First, Russia can definitely rely on military power, specifically, on its nuclear arsenal. Second, it has natural resources and commodities. Third, it has its own position in the hierarchy of international institutions such the UN Security Council.

“But beyond that we don’t really have a diversified portfolio of instruments and assets that we can use in our foreign policy,” said Kortunov, suggesting that Russia should adjust its “investment portfolio” to the current political situation. Particularly, Russia should deploy its soft power more efficiently, with more social implications for other countries, potentially unfreezing its cooperative potential with other great powers such as the United States and China.

 Also read: "How to re-brand Russian soft power"

Another speaker at the event, Zhe Sun, professor at Tsinghua University and China Initiative Senior Research Adjunct Scholar at Columbia University, believes that the unfavorable attitude of Americans toward the Kremlin will hamper attempts to improve Russia’s relations with the U.S. Likewise, Timothy Colton, professor of Harvard University, says that people in the U.S. are anti-Russian by nature, that Russia is considered an enemy state.

However, Moscow and Washington can do a sort of benchmarking in the field of international relations by taking a closer look at the U.S.-China relationship. For example, Russia can learn lessons from the U.S.-China experience of dealing with differences, suggests Professor Sun.

Despite occasional tensions between Beijing and Washington (fueled by China’s overtures in the South China Sea and U.S. concerns over China’s cyber potential), there is “substantial cooperation” between China and the U.S. in different fields, including environment, business and investment, even cybersecurity.

This leads to “limited confrontation” between the countries and creates a big potential for extensive cooperation, Sun argues, implying that confrontation between Russia and the U.S. might be at least limited.

However, Lukyanov warns that the concept of “limited confrontation” is “very tricky,” as indicated by the experience of Soviet-American relations, because some unpredictable incident might happen and go out of control. Meanwhile, Alexander Gabuev, an expert from Moscow Carnegie Center, point outs that one of the problems is the fact that China’s leadership is becoming increasingly suspicious toward Washington, with nationalism and anti-American sentiments growing within the country.

So, the Kremlin can view U.S.-China relations as an example, but taken with a pinch of salt.    

Colton argues that today U.S.-Russia relations seem to have “reached the bottom,” although there is “no guarantee.”

“The deterioration [in Washington-Moscow relations] that was a year ago was very dramatic, our relations reached the worst state since 1983,” he said during a Gaidar Forum discussion, expressing captious optimism that some “stabilization” in relations might happen and the two countries will cooperate.

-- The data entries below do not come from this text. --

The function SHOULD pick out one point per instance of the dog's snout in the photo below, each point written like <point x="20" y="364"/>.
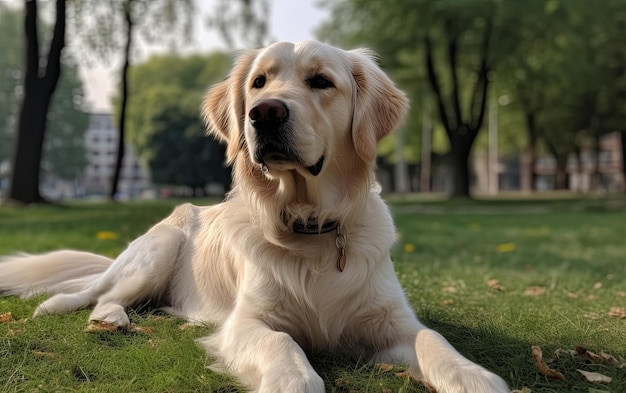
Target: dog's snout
<point x="268" y="113"/>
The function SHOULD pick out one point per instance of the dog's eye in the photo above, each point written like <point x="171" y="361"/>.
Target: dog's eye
<point x="259" y="82"/>
<point x="320" y="82"/>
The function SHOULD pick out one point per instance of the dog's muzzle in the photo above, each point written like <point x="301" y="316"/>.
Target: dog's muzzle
<point x="273" y="135"/>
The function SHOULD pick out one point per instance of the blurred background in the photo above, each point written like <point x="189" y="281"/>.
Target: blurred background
<point x="100" y="99"/>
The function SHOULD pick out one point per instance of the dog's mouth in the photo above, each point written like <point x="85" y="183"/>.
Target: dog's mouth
<point x="284" y="158"/>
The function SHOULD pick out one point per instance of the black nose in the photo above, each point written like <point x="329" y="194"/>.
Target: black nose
<point x="268" y="114"/>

2016 is important in this regard, because it is “a year of political choice in the United States and, to a limited extent, in Russia,” Colton said, meaning the U.S. presidential elections will shape the context of their bilateral relations, while the Russian parliamentary elections will have “an indirect effect” on the Kremlin’s foreign policy because these elections might lead to “a serious political crisis in Russia.”

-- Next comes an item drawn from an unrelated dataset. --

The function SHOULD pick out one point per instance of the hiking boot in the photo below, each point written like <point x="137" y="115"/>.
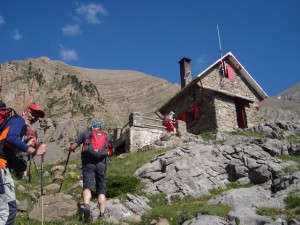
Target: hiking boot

Colton expresses hope that the next American president will reassess Washington approaches toward Moscow. Likewise, his colleague from the U.S., Cynthia Roberts, professor at City University of New York and Columbia University, expresses the hope that U.S.-Russia relations reached “the bottom” and Moscow will negotiate with Washington more frequently, in a productive manner.

But, at the same time, she admits that Washington is “hawkish” toward the Kremlin and “there are many uninformed candidates,” those one who don’t know about Russia a lot and have no ideas of how to deal with it. The result of this might not be positive.     

In this context, Sergey Ryabkov, Russia’s Deputy Foreign Minister, who attended the Gaidar Forum, admitted that trying to find who is to blame is not the best approach and is “very simplistic.” He both expresses hope for improvement in relations and regrets that foreign policy and diplomacy “are deliberately separated” today, suggesting that this should be alleviated.